Il n’existe à ce jour aucune solution pour faire baisser les taux de PFAS qui se sont introduits dans le corps humain. Or leurs effets sur la santé sont aussi nombreux que potentiellement graves. Liée à certains cancers (rein, testicules, foie, pancréas, utérus), à des perturbations des systèmes hormonaux et immunitaires, ou encore à des problèmes cardiovasculaires et des troubles de la fertilité, la famille des PFAS – 14 000 membres au bas mot – constitue une menace ubiquitaire pour l’espèce humaine.

Extrêmement persistants dans l’environnement où une myriade d’activités industrielles et d’usages antiadhésifs, déperlants ou antitaches les ont dispersés depuis leur invention à la fin des années 1940, les PFAS sont de ce fait une source d’exposition permanente. En 2019, le programme français de biosurveillance Esteban détectait des PFAS dans le sérum de la totalité de la population étudiée.

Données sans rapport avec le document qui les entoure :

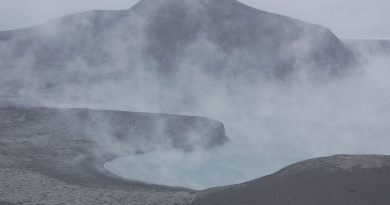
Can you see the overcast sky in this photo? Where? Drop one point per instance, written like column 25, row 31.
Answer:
column 347, row 18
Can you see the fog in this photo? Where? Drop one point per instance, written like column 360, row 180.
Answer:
column 347, row 18
column 270, row 122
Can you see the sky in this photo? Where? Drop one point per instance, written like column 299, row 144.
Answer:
column 347, row 18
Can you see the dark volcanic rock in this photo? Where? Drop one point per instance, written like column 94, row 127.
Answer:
column 357, row 180
column 56, row 156
column 222, row 38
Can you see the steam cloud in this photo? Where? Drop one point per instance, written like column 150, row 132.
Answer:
column 270, row 122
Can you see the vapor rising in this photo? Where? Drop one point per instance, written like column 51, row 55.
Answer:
column 281, row 101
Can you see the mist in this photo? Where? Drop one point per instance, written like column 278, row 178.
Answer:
column 270, row 122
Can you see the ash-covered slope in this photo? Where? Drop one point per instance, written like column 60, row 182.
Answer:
column 56, row 156
column 222, row 38
column 343, row 179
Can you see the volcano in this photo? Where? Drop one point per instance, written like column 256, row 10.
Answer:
column 219, row 37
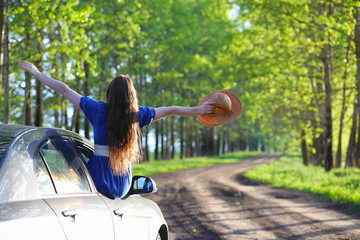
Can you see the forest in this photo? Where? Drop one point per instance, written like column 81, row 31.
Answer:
column 295, row 65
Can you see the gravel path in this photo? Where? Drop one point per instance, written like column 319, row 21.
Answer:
column 217, row 202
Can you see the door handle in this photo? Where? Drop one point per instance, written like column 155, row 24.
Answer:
column 118, row 213
column 69, row 213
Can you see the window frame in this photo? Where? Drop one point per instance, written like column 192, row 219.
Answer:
column 69, row 139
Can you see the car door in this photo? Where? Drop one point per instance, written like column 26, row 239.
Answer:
column 129, row 214
column 81, row 212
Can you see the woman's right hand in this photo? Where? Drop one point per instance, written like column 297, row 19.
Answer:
column 28, row 66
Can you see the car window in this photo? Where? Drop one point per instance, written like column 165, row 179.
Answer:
column 85, row 151
column 65, row 166
column 43, row 179
column 4, row 144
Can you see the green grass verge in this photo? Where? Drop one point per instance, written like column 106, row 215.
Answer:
column 338, row 185
column 162, row 166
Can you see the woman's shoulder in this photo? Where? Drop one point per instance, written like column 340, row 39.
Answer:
column 87, row 100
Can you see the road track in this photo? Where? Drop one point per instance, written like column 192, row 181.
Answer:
column 217, row 202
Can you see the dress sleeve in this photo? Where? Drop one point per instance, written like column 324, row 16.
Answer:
column 90, row 108
column 146, row 115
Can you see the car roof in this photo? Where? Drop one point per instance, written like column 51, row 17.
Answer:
column 12, row 131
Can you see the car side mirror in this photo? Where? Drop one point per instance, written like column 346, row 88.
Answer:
column 142, row 184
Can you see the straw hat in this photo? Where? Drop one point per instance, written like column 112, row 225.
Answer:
column 227, row 108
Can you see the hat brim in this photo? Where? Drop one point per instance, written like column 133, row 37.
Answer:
column 212, row 120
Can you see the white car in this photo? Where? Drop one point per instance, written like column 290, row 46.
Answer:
column 46, row 192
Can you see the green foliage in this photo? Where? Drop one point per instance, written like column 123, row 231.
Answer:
column 163, row 166
column 339, row 185
column 268, row 53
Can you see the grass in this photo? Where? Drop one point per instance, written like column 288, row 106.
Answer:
column 162, row 166
column 338, row 185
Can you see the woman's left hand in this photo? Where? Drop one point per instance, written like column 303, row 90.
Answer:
column 31, row 68
column 207, row 107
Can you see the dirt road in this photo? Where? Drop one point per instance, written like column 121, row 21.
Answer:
column 218, row 203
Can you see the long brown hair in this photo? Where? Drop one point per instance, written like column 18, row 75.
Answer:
column 124, row 134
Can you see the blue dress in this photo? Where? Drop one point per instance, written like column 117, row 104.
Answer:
column 105, row 181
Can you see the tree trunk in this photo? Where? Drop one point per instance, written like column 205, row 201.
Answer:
column 218, row 141
column 64, row 111
column 357, row 51
column 304, row 148
column 328, row 108
column 172, row 137
column 6, row 71
column 27, row 109
column 39, row 104
column 181, row 138
column 3, row 41
column 343, row 110
column 188, row 138
column 350, row 154
column 146, row 148
column 156, row 150
column 223, row 140
column 86, row 93
column 162, row 139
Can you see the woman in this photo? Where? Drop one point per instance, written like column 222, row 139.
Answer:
column 116, row 125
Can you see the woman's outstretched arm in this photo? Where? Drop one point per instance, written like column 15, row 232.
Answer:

Mené à l’hôpital universitaire de Holbaek, au Danemark, l’essai clinique ciblait des adultes vivant à Korsor, une ville portuaire identifiée comme l’un des principaux "hotspots" de contamination identifiés en Europe. En 2021, des concentrations élevées de deux PFAS, le PFOS et le PFHxS, étaient relevées dans du bétail paissant en contrebas d’un centre de formation à la lutte contre les incendies dont les mousses antifeu contenaient des PFAS. La majorité des 180 personnes concernées présentent des taux de PFOS largement supérieurs à ceux de la population danoise.